Ezra lui jeta un regard noir avant de se servir une tasse de café à son tour. 

– Très drôle. Qu'est-ce qui t'a réveillé si tôt? 

Kael tapota un agenda posé sur la table. 

– J'ai une interview à 10h tu te rappelles. Mais je me suis dit qu'on pourrait aussi faire un truc ensemble. Tu sais, histoire de te sortir de ton antre d'huile et de pièces détachées.

Ezra leva les yeux au ciel, mais il ne put s'empêcher de sourire. 

– Si tu veux m'emmener dans un autre de ces magasins hors de prix, oublie.

– Oh, je pensais plutôt à un truc plus… divertissant.

Ils arrivèrent à l'interview un peu en retard, ce qui n'était pas inhabituel pour Kael. Ils étaient pourtant sortis à l'heure mais les embouteillages n'étaient pas de leur côté. Les locaux de la chaîne étaient modernes et lumineux, et une assistante les accueillit avec un sourire crispé. 

– Monsieur Vesper, vous êtes attendu dans la salle principale.

Kael fit un clin d'œil à Ezra. 

– Essaye de ne pas t'ennuyer sans moi.

Ezra, habitué à ces situations, s'installa dans un coin de la salle d'attente, son téléphone en main. Il observa Kael à travers une vitre, répondant avec aisance aux questions. Mais ce qu'Ezra remarqua surtout, c'était à quel point son ami savait jouer un rôle. Le Kael charmant et sûr de lui qu'il voyait là n'était qu'une façade, et il en était le seul témoin. 

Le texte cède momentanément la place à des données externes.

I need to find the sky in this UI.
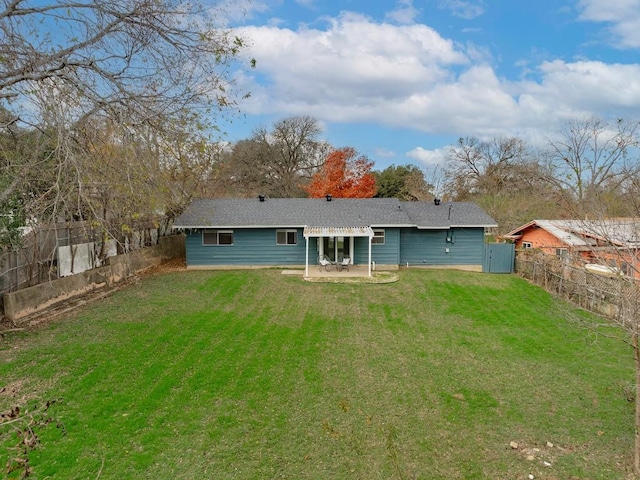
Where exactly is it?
[217,0,640,170]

Quand l'interview fut terminée, Kael sortit de la salle avec son sourire habituel. 

– Alors ? 

– Tu devrais avoir un Oscar, répondit Ezra en se levant. 

Kael éclata de rire. 

_ Bon allez on va faire un petit tour!

Quelques heures plus tard, ils étaient sur un circuit privé, loin des paparazzis et des regards indiscrets. Kael avait insisté pour qu'Ezra prenne le volant, bien qu'il n'ait jamais été un fan de vitesse. 

– Sérieusement, Kael ? Tu veux ma mort ou quoi ? grogna Ezra en ajustant le casque que son ami lui avait tendu. 

– Arrête de faire ta chochotte. C'est juste pour que tu comprennes ce que je ressens quand je suis sur la piste.

Malgré ses protestations initiales, Ezra finit par se laisser convaincre. Les premières minutes furent hésitantes, mais rapidement, il trouva un rythme. 

Kael, assis à côté, observait avec un mélange d'amusement et de fierté. 

– Pas mal pour un mec qui préfère bricoler sous une voiture.

– Tais-toi, ou je te laisse ici, répliqua Ezra, concentré sur la route. 

Après quelques tours, il gara finalement la voiture, son cœur battant la chamade. 

– Bon sang, comment tu fais ça tout le temps sans exploser ?

Kael rit en descendant. 

– C'est ce qu'on appelle l'adrénaline, Ez. T'en redemandes, avoue.

Ezra secoua la tête, mais son sourire trahissait son plaisir.